Un 60-0 donne aussi la possibilité au gouvernement de faire passer des amendements à la Constitution. « Certains de ces amendements peuvent être nécessaires, comme la modernisation du système électoral ou la question du financement des partis politiques. Mais d’autres peuvent être dangereux, notamment s’ils touchent aux identités politiques à Maurice », conclut-il.
Campagne particulière
La campagne de 2024 a été marquée par la diffusion des enregistrements de « Missie Moustass », qui ont dénoncé certaines pratiques du gouvernement sortant et de certaines institutions. Pour le Dr Munohur, ces « leaks » ont joué un rôle essentiel dans le basculement de certains blocs de vote. « Nous avons assisté à une campagne électorale unique, où le numérique, avec ses ‘fake news’ et ses ‘leaks’, a aussi pesé. Chaque jour apportait son lot de révélations », dit-il.
Pour Jocelyn Chan Low, les enregistrements ont fait échouer la stratégie du gouvernement, qui avait misé sur les allocations et hausses des prestations sociales pour gagner les faveurs de la population.

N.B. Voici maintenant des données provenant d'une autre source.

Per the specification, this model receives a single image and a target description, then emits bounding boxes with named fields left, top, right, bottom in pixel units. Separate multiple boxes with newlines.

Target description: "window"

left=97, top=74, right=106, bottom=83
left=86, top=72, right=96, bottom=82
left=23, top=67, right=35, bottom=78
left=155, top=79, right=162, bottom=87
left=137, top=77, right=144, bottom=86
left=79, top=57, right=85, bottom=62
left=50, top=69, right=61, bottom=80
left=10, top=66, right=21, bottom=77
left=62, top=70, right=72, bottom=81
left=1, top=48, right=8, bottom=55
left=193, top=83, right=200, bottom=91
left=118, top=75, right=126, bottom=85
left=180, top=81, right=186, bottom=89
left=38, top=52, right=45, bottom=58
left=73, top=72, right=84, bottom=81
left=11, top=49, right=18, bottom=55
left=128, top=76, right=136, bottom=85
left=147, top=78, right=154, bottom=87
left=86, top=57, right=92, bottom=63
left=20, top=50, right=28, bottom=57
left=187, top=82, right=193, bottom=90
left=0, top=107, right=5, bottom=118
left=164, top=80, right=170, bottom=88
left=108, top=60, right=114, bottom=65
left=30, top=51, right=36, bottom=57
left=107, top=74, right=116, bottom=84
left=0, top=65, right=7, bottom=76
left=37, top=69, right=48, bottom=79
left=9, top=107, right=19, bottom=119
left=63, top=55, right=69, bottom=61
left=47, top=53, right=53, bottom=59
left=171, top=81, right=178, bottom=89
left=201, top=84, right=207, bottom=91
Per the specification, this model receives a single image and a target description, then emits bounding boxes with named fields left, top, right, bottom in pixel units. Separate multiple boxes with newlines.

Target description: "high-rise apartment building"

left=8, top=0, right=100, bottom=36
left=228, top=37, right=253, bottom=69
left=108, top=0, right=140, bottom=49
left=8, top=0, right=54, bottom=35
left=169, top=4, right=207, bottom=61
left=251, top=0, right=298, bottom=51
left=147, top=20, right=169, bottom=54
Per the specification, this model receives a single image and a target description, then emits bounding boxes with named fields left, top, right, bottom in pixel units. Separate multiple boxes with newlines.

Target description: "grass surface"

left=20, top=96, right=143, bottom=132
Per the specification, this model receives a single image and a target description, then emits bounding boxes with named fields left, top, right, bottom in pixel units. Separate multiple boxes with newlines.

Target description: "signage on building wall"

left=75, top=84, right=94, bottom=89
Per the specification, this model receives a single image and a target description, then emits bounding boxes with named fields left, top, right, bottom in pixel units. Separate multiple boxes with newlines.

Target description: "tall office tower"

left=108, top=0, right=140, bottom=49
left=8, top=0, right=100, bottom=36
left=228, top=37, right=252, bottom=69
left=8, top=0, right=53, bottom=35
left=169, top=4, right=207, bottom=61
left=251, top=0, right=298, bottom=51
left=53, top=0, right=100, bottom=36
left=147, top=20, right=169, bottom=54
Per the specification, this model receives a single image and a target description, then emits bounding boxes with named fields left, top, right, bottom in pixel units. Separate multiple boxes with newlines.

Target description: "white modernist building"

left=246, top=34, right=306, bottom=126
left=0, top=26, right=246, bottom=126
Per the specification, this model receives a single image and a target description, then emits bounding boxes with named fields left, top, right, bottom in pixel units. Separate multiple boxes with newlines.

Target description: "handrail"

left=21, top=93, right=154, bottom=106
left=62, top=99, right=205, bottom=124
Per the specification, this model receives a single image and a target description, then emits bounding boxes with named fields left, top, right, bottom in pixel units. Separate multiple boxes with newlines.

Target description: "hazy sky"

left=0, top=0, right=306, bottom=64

Le Dr Munohur pense qu’il sera essentiel d’enquêter sur ces « leaks ». « Il est stupéfiant que des citoyens soient mis sur écoute et enregistrés. Si ces écoutes touchent même aux lignes sécurisées du PMO, nous avons un sérieux problème de sécurité nationale », souligne-t-il.
Le politologue appelle aussi à un cadre légal pour contrôler les réseaux sociaux. « Nous devons trouver un équilibre démocratique pour poser des limites tout en respectant la liberté d’expression », soutient-il.
Manque de confiance
Laura Jaymangal, Executive Officer de Transparency Mauritius, estime que les tensions survenues après la fermeture des centres de vote démontrent « un réel manque de confiance » dans le système. « Le prochain gouvernement a beaucoup à faire pour restaurer la transparence et rassurer la population », affirme-t-elle. Elle déplore également les violences observées. « Il est essentiel de prendre en compte ces éléments pour éviter de telles situations à l’avenir », insiste-t-elle.